Wei Huang <huangwei@xxxxxxxx> writes:
> Hi, netcdfgroup,
>
> Currently, we are trying to use parallel-enabled NetCDF4. We started with
> read/write a 5G file and some computation, we got the following timing (in
> wall-clock) on a IBM power machine:
> Number of Processors Total(seconds) read(seconds) Write(seconds)
> Computation(seconds)
> seq 89.137 28.206 48.327
> 11.717
> 1 178.953 44.837 121.17
> 11.644
> 2 167.25 46.571 113.343
> 5.648
> 4 168.138 44.043 118.968
> 2.729
> 8 137.74 25.161 108.986
> 1.064
> 16 113.354 16.359 93.253
> 0.494
> 32 439.481 122.201 311.215
> 0.274
> 64 831.896 277.363 588.653
> 0.203
>
> First thing we can see is that when run parallel-enabled code at one
> processor, the total
> wall-clok time doubled.
> Then we did not see the scaling when more processors added.
>
> Anyone wants to share their experience?
>
> Thanks,
>
> Wei Huang
> huangwei@xxxxxxxx
> VETS/CISL
> National Center for Atmospheric Research
> P.O. Box 3000 (1850 Table Mesa Dr.)
> Boulder, CO 80307-3000 USA
> (303) 497-8924
>
>
Howdy Wei and all!
Are you using the 4.1.2 release?
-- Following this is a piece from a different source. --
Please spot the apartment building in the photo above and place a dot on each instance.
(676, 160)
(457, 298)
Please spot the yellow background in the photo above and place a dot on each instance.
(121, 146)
Did you configure with
--enable-parallel-tests, and did those tests pass?
I would suggest building netCDF with --enable-parallel-tests and then
running nc_test4/tst_nc4perf. This simple program, based on
user-contributed test code, performs parallel I/O with a wide variety of
options, and prints a table of results.
This will tell you whether parallel I/O is working on your platform, and
at least give some idea of reasonable settings.
Parallel I/O is a very complex topic. However, if everything is working
well, you should see I/O improvement which scales reasonably linearly,
for less then about 8 processors (perhaps more, depending on your
system, but not much more.) At this point, your parallel application is
saturating your I/O subsystem, and further I/O performance is
marginal.
In general, HDF5 I/O will not be faster than netCDF-4 I/O. The netCDF-4
layer is very light in this area, and simply calls the HDF5 that the
user would call anyway.
Key settings are:
* MPI_IO vs. POSIX_IO (varies from platform to platform which is
faster. See nc4perf results for your machine/compiler.)
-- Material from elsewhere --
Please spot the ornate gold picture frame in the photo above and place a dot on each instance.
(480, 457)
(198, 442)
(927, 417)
* Chunking and caching play a big role, as always. Caching is
turned off by default, otherwise netCDF caches on all the processors
will consume too much memory. But you should set this to at least the
size of one chunk. Note that this cache will happen on all processors
involved.
* Collective vs. independent access. Seems (to my naive view) like
independent should usually be faster, but the opposite seems to be
the case. This is because the I/O subsystems are good at grouping I/O
requests into larger, more efficient units. Collective access gives
the I/O layer the maximum chance to exercise its magic.
Best thing to do is get tst_nc4perf working on your platform, and then
modify it to write data files that match yours (i.e. same size
variables). The program will then tell you the best set of settings to
use in your case.
If the program shows that parallel I/O is not working, take a look at
the netCDF test program h5_test/tst_h_par.c. This is a HDF5-only program
(no netcdf code at all) that does parallel I/O. If this program does not
show that parallel I/O is working, then your problem is not with the
netCDF layer, but somewhere in HDF5 or even lower in the stack.
Thanks!
Ed
--
Ed Hartnett -- ed@xxxxxxxxxxxxxxxx